Corre, jadeando, por la orilla. A un
lado lo esperan los cielos de la gloria; al otro, los abismos de la
ruina.
El barrio lo envidia: el jugador
profesional se ha salvado de la fábrica o de la oficina, le pagan
por divertirse, se sacó la lotería. Y aunque tenga que sudar como
una regadera, sin derecho a cansarse ni a equivocarse, él sale en
los diarios y en la tele, las radios dicen su nombre, las mujeres
suspiran por él y los niños quieren imitarlo.
Pero él, que había empezado jugando
por el placer de jugar, en las calles de tierra de los suburbios,
ahora juega en los estadios por el deber de trabajar y tiene la
obligación de ganar o ganar.
Los empresarios lo compran, lo venden,
lo prestan; y él se deja llevar a cambio de la promesa de más fama
y más dinero.

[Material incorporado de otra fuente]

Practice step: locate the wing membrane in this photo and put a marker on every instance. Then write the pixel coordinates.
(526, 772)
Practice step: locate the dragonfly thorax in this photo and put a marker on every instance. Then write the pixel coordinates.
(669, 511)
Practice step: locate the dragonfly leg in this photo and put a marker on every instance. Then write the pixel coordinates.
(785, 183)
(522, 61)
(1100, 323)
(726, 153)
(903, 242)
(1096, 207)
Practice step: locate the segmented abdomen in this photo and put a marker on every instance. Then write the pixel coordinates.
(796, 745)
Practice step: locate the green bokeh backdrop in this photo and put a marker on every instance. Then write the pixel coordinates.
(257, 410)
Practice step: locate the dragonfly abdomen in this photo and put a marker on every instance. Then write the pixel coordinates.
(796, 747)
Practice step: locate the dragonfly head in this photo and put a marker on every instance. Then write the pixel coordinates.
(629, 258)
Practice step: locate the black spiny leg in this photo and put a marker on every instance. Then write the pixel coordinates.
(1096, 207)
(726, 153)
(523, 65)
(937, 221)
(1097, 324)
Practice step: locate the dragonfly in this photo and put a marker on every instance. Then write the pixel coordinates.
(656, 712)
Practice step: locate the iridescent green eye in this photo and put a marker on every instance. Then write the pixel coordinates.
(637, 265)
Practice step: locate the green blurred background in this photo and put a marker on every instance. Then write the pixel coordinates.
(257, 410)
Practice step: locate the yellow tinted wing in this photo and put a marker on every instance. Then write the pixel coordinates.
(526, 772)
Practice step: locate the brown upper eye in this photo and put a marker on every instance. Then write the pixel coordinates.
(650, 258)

Cuanto más éxito tiene, y más dinero gana, más
preso está. Sometido a disciplina militar, sufre cada día el
castigo de los entrenamientos feroces y se somete a los bombardeos de
analgésicos y las infiltraciones de cortisona que olvidan el dolor y
mienten la salud. Y en las vísperas de los partidos importantes, lo
encierran en un campo de concentración donde cumple trabajos
forzados, come comidas bobas, se emborracha con agua y duerme solo.
En los otros oficios humanos, el ocaso
llega con la vejez, pero el jugador de fútbol puede ser viejo a los
treinta años. Los músculos se cansan temprano: -Éste no hace un
gol ni con la cancha en bajada.
-¿Éste? Ni aunque le aten las manos
al arquero.
O antes de los treinta, si un pelotazo
lo desmaya de mala manera, o la mala suerte le revienta un músculo,
o una patada le rompe un hueso de esos que no tienen arreglo. Y algún
mal día el jugador descubre que se ha jugado la vida a una sola
baraja y que el dinero se ha volado y la fama también. La fama,
señora fugaz, no le ha dejado ni una cartita de consuelo.